A research paper based on this thesis was made by myself and by my supervising teacher Adrian Spătaru, which was presented at "2023 25th International Symposium on Symbolic and Numeric Algorithms for Scientific Computing (SYNASC)", and was afterward published in IEEE Xplore.
The research started with an analysis to decide what features should be considered when building the ML models. Therefore, a preprocessing step was performed, starting by selecting only the jobs and tasks (without the alloc set and instances), and by removing the following: entries having transient states (e.g. Queued, Evicted), irrelevant fields, entries containing missing information, entries that started or ended outside the trace period, and task entries having a job parent that started before the trace period.

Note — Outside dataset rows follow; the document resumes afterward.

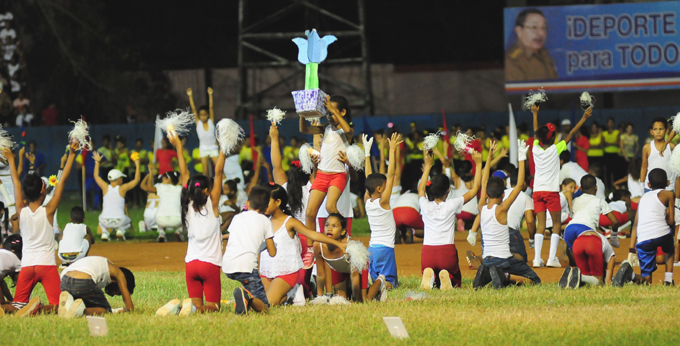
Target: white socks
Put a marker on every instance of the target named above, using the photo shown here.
(554, 243)
(590, 280)
(538, 245)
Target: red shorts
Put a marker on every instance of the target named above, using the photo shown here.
(546, 201)
(409, 217)
(323, 181)
(440, 257)
(203, 278)
(341, 277)
(48, 276)
(621, 217)
(290, 279)
(588, 255)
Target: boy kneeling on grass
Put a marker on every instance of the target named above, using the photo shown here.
(82, 284)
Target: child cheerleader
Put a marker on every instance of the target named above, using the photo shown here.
(38, 263)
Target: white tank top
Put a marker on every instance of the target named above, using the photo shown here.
(206, 138)
(652, 217)
(333, 143)
(170, 203)
(72, 239)
(496, 236)
(288, 258)
(38, 237)
(656, 161)
(205, 238)
(113, 205)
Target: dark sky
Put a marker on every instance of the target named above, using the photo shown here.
(199, 34)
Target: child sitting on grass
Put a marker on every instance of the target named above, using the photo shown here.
(247, 232)
(82, 284)
(76, 238)
(341, 270)
(38, 263)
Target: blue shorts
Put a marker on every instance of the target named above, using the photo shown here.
(381, 261)
(572, 232)
(252, 283)
(647, 252)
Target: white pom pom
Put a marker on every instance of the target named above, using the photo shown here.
(676, 123)
(6, 141)
(228, 134)
(535, 97)
(357, 255)
(275, 115)
(305, 157)
(431, 140)
(80, 133)
(587, 100)
(356, 157)
(178, 122)
(674, 162)
(462, 142)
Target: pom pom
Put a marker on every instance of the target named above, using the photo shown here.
(306, 162)
(357, 255)
(587, 100)
(356, 157)
(535, 97)
(431, 141)
(228, 134)
(177, 122)
(275, 115)
(80, 133)
(462, 142)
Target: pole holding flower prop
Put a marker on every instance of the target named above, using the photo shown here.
(312, 51)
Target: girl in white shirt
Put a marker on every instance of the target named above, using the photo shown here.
(439, 256)
(38, 263)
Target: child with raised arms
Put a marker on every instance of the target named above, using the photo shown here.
(547, 184)
(439, 256)
(38, 263)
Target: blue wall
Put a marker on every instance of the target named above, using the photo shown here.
(52, 140)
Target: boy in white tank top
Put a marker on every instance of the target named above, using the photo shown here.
(76, 239)
(499, 263)
(38, 263)
(651, 231)
(382, 261)
(114, 215)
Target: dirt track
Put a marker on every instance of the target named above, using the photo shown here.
(150, 256)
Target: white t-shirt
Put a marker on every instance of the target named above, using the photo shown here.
(382, 224)
(516, 212)
(72, 239)
(38, 238)
(203, 233)
(587, 209)
(440, 220)
(547, 163)
(247, 231)
(95, 266)
(170, 203)
(572, 170)
(496, 236)
(333, 143)
(9, 263)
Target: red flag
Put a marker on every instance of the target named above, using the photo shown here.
(252, 141)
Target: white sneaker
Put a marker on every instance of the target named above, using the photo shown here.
(539, 263)
(188, 308)
(553, 263)
(77, 309)
(171, 308)
(65, 302)
(120, 234)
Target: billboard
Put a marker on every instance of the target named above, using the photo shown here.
(595, 48)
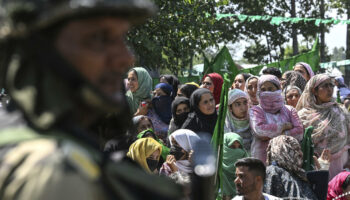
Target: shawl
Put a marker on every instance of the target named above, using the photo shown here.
(252, 100)
(295, 78)
(231, 122)
(162, 104)
(173, 81)
(178, 120)
(286, 152)
(308, 68)
(335, 186)
(141, 149)
(143, 92)
(330, 121)
(230, 156)
(186, 139)
(217, 81)
(196, 120)
(187, 89)
(165, 149)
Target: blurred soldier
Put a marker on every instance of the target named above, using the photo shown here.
(63, 63)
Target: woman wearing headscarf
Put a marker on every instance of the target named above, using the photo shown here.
(293, 78)
(182, 143)
(305, 70)
(251, 87)
(331, 122)
(285, 176)
(240, 81)
(146, 152)
(271, 117)
(292, 95)
(237, 118)
(233, 150)
(213, 82)
(140, 87)
(339, 187)
(187, 89)
(203, 116)
(171, 80)
(180, 109)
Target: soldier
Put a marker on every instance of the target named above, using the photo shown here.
(63, 64)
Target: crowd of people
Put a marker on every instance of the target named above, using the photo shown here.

Other data reduction steps were afterward performed.
-
The job parent-child dependency information (that formed a Directed Acyclic Graph) was taken into consideration by removing the jobs that terminated in FAILURE because their parent terminated unsuccessfully. That is, all job children that finished after the end of their parents, and parents that ended in failure, should be filtered out.
-
A class balancing step was performed on the training data. For jobs, having a small difference between the number of successes and failures, an oversampling method was applied: synthetic minority sampling technique (SMOTE). For the tasks the difference between successes and failures was much greater, therefore random undersampling was used to reduce the majority class, getting to a closer ratio of almost 1:1.
After performing all these steps, the newly obtained datasets were divided into two parts and saved as Parquet files, in order to prepare them for the ML part: a 75% dataset for the training part, and a 25% dataset for the testing part.
For the model generation phase, four supervised machine learning classification algorithms were implemented: Decision Tree, Random Forest, Gradient Boosting, and Logistic Regression.
Data that has already been preprocessed and split into train and test samples is read from disk. Each algorithm is applied on the same training sample, and evaluated using the same test sample. The measurements of interest are accuracy, recall by label, F1-score, AUC-ROC, and training time.
For jobs, the best overall performance was for Gradient Boosting: Acc: 83.97%, Recall: 76.45%, F1: 84.04%, AUC: 85.33%, Tr. Time: 17 sec.
For tasks, the best overall performance was for Decision Tree: Acc: 98.79%, Recall: 98.80%, F1: 98.85%, AUC: 98.72%, Tr. Time: 1 min 24 sec.
An additional step of cross-validation was performed on the task's Decision Tree classifier. The purpose of this step was to check if the task prediction model was in a case of overfitting, considering the general result of approximately 98% accuracy. The validation used three folds, and the outcome was impressively good, obtaining a prediction accuracy of 99.32%, confirming there was no overfitting of the data.
Finally, a feature importance analysis was performed, with the following results: for jobs failure prediction, memory request was the most relevant feature for almost all classifiers, except for the LR, where CPU request was more important. For task failure prediction, memory request was the most relevant feature for all of the four classifiers.